According to a position paper published by the Journal of Emergency Medical Services (JEMS), there’s been much emphasis on the need for EMS to carefully titrate oxygen administration using pulse oximetry to avoid worse outcomes attributed to hyperoxia.
“Since EMS personnel are often called upon by members of the community for safety recommendations, it’s important they know the difference between their ‘EMS/fire/police unit oxygen’ and ‘public/first aid oxygen’ usage,” writes Pete Goldman, MD, a consultant to Allied Healthcare Products.
According to Goldman, “It’s unlikely that FDA-approved stock first aid oxygen units, with flow rates of 6-7 LPM, produce hyperoxia, as defined, and are probably safe to use without pulse oximetry.”
Thankyou for the comment on this most important and timely issue.
Submitted in support of conclusion but not published in the JEMS article was my personal data from Lehigh Valley Hospital RT Dept. showing a PaO2 of 222.0 mmHg after 5 minutes quiet breathing from a stock Lif-O-Gen Automated First Aid Oxygen unit (rest of ABG data WNL).
Also submitted was Dept. confirmation of the unit’s 6.7 LPM O2 flow rate and my nl PFTs, including diffusion study.

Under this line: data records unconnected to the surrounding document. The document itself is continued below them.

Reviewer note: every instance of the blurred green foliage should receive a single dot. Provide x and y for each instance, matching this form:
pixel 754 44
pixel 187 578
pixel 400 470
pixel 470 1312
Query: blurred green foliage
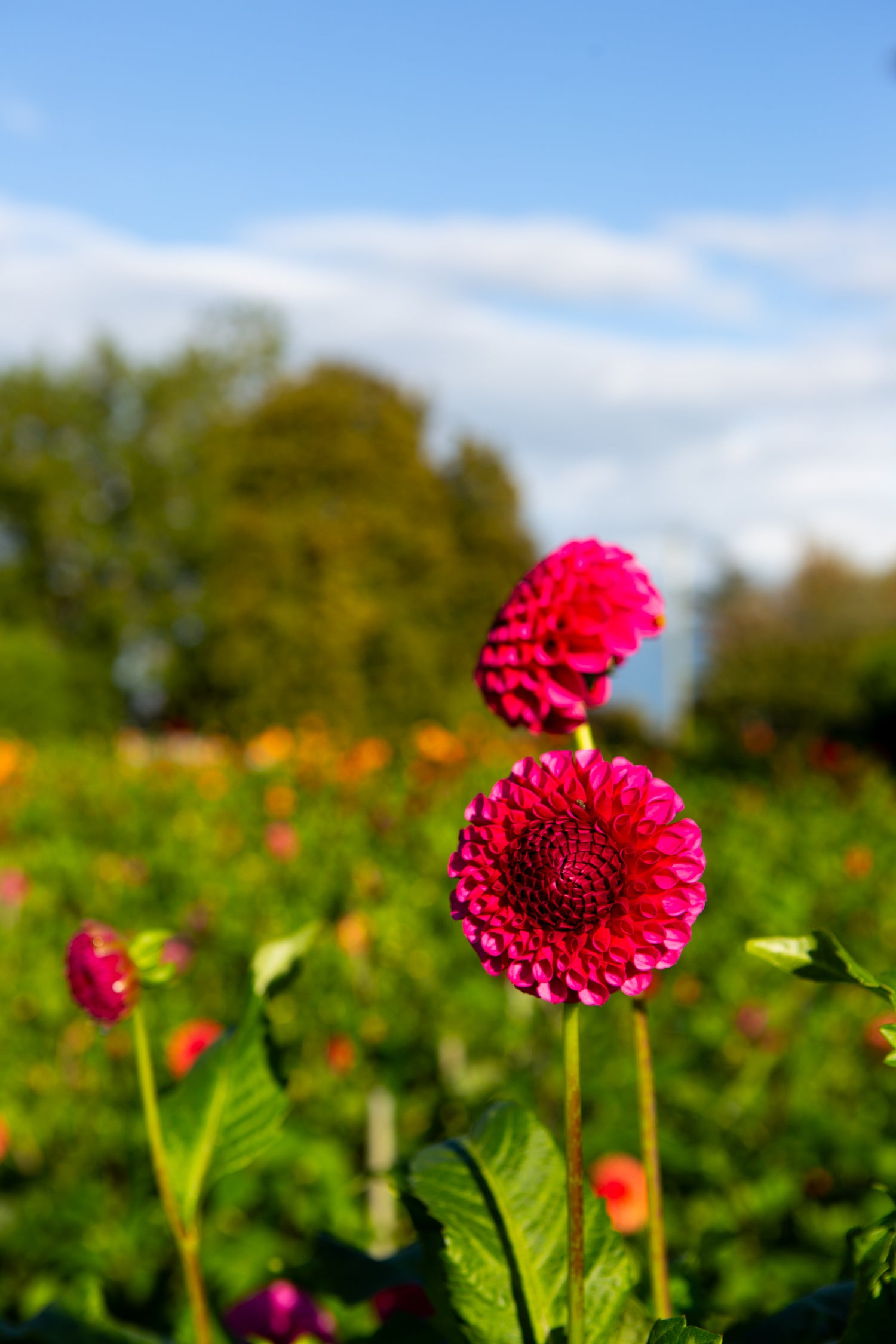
pixel 809 660
pixel 777 1113
pixel 208 541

Hopefully, this erases any doubt about the conclusion.
My personal data study from Lehigh Valley Hosp. RT Dept., unprinted in JEMS article, confirmed the Conclusion:
•PaO2 at end of 5 minutes of quiet breathing from stock Lif-O-Gen Automated First Aid Oxygen unit was 222.0 mmHg, rest of ABGs wnl. Electrolytes wnl.
•My PFTs, including diffusion, wnl.
•Unit flow rate measured at 6.8 LPM.
•O2 conc. within mask firmly on face 35-45%, varying with respiratory cycle.
Conclusion confirming personal data available per Lehigh Valley Hosp. Dept of Respiratory Care Services.